The young "acting president" was clearly nervous—back straight, eyes sharp, hands fixed at ten and two.
V glanced sideways and teased:
"Relax. Arasaka, Militech, and Kang Tao's security teams are all in the shadows. Even if Morgan Blackhand crawled out of his grave, he couldn't do a damn thing. Anyone with half a brain wouldn't strike right now."
Xu responded with a stiff "Mm," still hyper-focused on the road.
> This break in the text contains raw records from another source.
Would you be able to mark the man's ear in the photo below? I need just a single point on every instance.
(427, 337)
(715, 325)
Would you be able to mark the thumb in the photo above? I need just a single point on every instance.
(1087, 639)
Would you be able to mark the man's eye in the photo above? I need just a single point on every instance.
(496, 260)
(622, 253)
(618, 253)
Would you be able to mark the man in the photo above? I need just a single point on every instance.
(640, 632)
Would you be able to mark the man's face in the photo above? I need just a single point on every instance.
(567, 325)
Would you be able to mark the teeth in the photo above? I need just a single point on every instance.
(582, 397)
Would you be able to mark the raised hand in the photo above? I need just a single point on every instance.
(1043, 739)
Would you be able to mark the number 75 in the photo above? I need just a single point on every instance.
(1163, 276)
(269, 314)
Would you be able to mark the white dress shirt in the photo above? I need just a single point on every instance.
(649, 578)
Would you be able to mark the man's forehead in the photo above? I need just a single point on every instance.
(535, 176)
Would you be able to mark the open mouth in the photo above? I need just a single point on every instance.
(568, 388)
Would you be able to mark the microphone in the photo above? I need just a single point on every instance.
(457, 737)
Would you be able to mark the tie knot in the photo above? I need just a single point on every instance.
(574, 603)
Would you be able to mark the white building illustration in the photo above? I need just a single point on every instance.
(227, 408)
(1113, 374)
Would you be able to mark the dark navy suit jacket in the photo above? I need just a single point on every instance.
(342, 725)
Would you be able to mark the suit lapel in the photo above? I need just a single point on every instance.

Seeing she couldn't convince him otherwise, V let him be.
Truthfully—she didn't dislike the feeling of someone being this worried for her.
Fortunately, nothing happened along the way.
Glaive arrived safely at Joanne Koch's apartment.
The home AI recognized the stored biometric entries and unlocked the door.
The moment V and Xu stepped in, Joanne's voice sounded through the wall intercom.
"I'm in the basement lab. Sit tight—I'll be up in a second."
V moved naturally to the fridge, grabbed a beer, cracked it open with one hand.
She raised a brow at Xu; he shook his head, all business, standing guard by the window.
Fine.
She drank alone.
She was halfway through the can when Joanne came upstairs carrying a cold-storage case.
"Stout told me your plan," Joanne said. "I was going to talk you out of it. But knowing you—pointless.
So I made this."
She opened the case.
A silver injector lay inside.
"What's this?" V asked.
"Second-generation Nano-Neural Repair Serum. Custom-built, V-only special edition."
Joanne spoke briskly. "I won't explain the principles—you wouldn't understand it anyway. Just remember: it's built from the combined top-tier tech of Arasaka and Biotechnica. Tailored specifically for your condition."
V froze.
"…It can cure me?"
"It can." Joanne nodded.
V's expression lit up—bright, unguarded joy flashing across her face.
Then Joanne dumped a bucket of ice water on it:
"But the price is a 37.44% chance of death."
"No!"
Before V could react, Xu Zhong's voice cracked in horror.
"That's too dangerous!"
V raised a hand, stopping him.
She drew a deep breath, steadied herself.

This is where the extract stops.